There’s the political model, which started in its current incarnation over at Comedy Central. Jon Stewart and Steven Colbert may not hail from exactly the same schools of comedy as David Letterman, Jimmy Fallon, and Jay Leno, but they’re marked by the same general demographics. It’s what they’ve done behind the desks on their respective sets that’s different. While Stewart and Colbert take on a wide array of topics, they’re doing so not from a general interest perspective but from carefully honed political ones. Their business model aims for ferocious loyalty among a segment of the population they’ve chosen to pursue specifically, rather than pulling from across the political spectrum as a whole. It’s worldview, rather than schtick that’s the initial selling point, Stewart’s righteousness and Colbert’s gleeful satire rather than signature bits like David Letterman’s top ten lists or Jimmy Fallon’s rapport with his musical guests, though of course Stewart and Colbert sold those, too. FX has subsequently taken a step beyond the innovation that Colbert and Stewart represented with Totally Biased With W. Kamau Bell, the intensely political African-American comic who honed his act in the Bay Area stand-up scene before moving to late-night, where he’s ditched the suits and the presumption of white dudeness, and brought along correspondents who don’t look much like the men in ties who largely dominate Stewart and Colbert’s shows, too, like lesbian comic Janine Brito.

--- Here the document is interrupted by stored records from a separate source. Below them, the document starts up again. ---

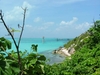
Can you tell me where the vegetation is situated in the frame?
[0,9,100,75]
[45,20,100,75]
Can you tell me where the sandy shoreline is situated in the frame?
[53,47,75,56]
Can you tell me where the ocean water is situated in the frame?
[9,38,69,64]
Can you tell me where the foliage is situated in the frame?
[0,37,46,75]
[45,21,100,75]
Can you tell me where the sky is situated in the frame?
[0,0,100,38]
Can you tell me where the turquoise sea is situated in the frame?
[9,38,69,64]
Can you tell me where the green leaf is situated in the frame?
[38,55,46,61]
[31,44,38,52]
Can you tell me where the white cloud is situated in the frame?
[34,17,41,22]
[60,17,78,26]
[52,0,85,5]
[75,22,93,31]
[5,1,32,21]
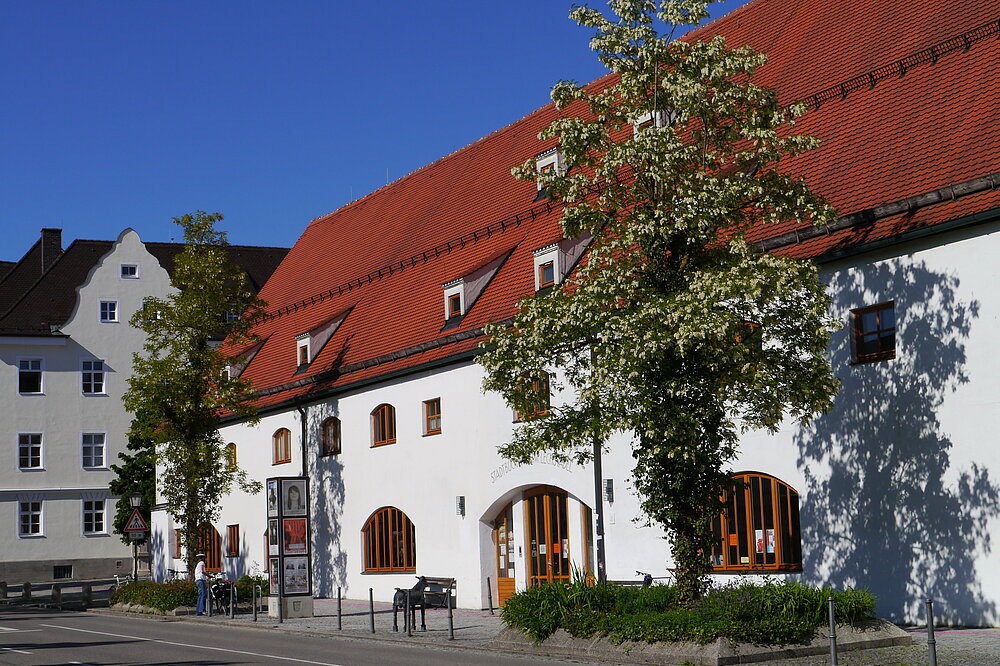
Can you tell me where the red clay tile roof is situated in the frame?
[229,0,1000,408]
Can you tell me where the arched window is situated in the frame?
[271,428,292,465]
[372,405,396,446]
[362,506,417,571]
[320,416,340,456]
[712,472,802,571]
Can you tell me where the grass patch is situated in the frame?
[501,580,875,645]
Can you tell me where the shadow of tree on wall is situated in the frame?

And Bell isn’t the only person of color in late night in recent years, nor is Brito the only woman or only non-straight person. Vary called out George Lopez’s TBS show, cancelled when Conan O’Brien moved to the network, as an example of innovation both with hosts and format. T.J. Holmes is attempting to make a go of it on BET. And Arsenio Hall is rolling out a new late-night talk show that will be distributed through CBS syndication sometime later this fall. Wanda Skyes had her shot at late-night hosting in 2010. Chelsea Handler and Kathy Griffin have hosted late-night talk shows, if not the conventional late-night variety standards. And over at Bravo, Andy Cohen has built a successful franchise out of his Watch What Happens Live recap show, which features Bravo talent as well as other guests, and is known for a boozy, playful atmosphere—one of his bits of schtick is to have visitors play games with Cohen as a way of loosening them up. The fact that show has worked is one of the reasons we’ve seen things like The Talking Dead on AMC: as is the case with political shows, other niche late-night programming that lets fans process ideas they’re intensely interested in has become a viable alternative to the general interest show. But these alternative experiments in late night programming seem to be off in their own world, rather than acting as a farm team for the existing business model, which means that diversity of format as well as of hosts is off percolating elsewhere, rather than rising to the networks.

Laura Bennett is right, of course, that the internet and the possibility of content going viral has had an enormous influence on the way late night shows structure their bits—it’s almost a reverse response to Daniel Tosh’s clip shows, where the late night hosts want to manufacture the videos that go huge, rather than discuss and drive traffic to someone else’se work. Jimmy Fallon’s recruitment of The Roots was probably the biggest staffing innovation in recent years, a reason to come for the house band rather than just the host, and in keeping with Fallon’s determination to be a musical tastemaker, rather than simply responding to musical trends. It makes sense that late night hosts would want to be drivers of the culture, active aggregators and curators, rather than simply party hosts riding the hot new trend—you’ve got a better argument that audiences should tune in during the time slot if they might witness the emergence of Odd Future on the national stage, rather than if your’e going to interview Tyler The Creator six months after he emerges onto the national consciousness. But I’m curious to see what different kinds of hosts would choose to elevate if given the chance, and curious for someone who’s going to offer a new way to stage those debuts. Suits, desks, and white guys are all fine on their own. But they aren’t the only way to do things.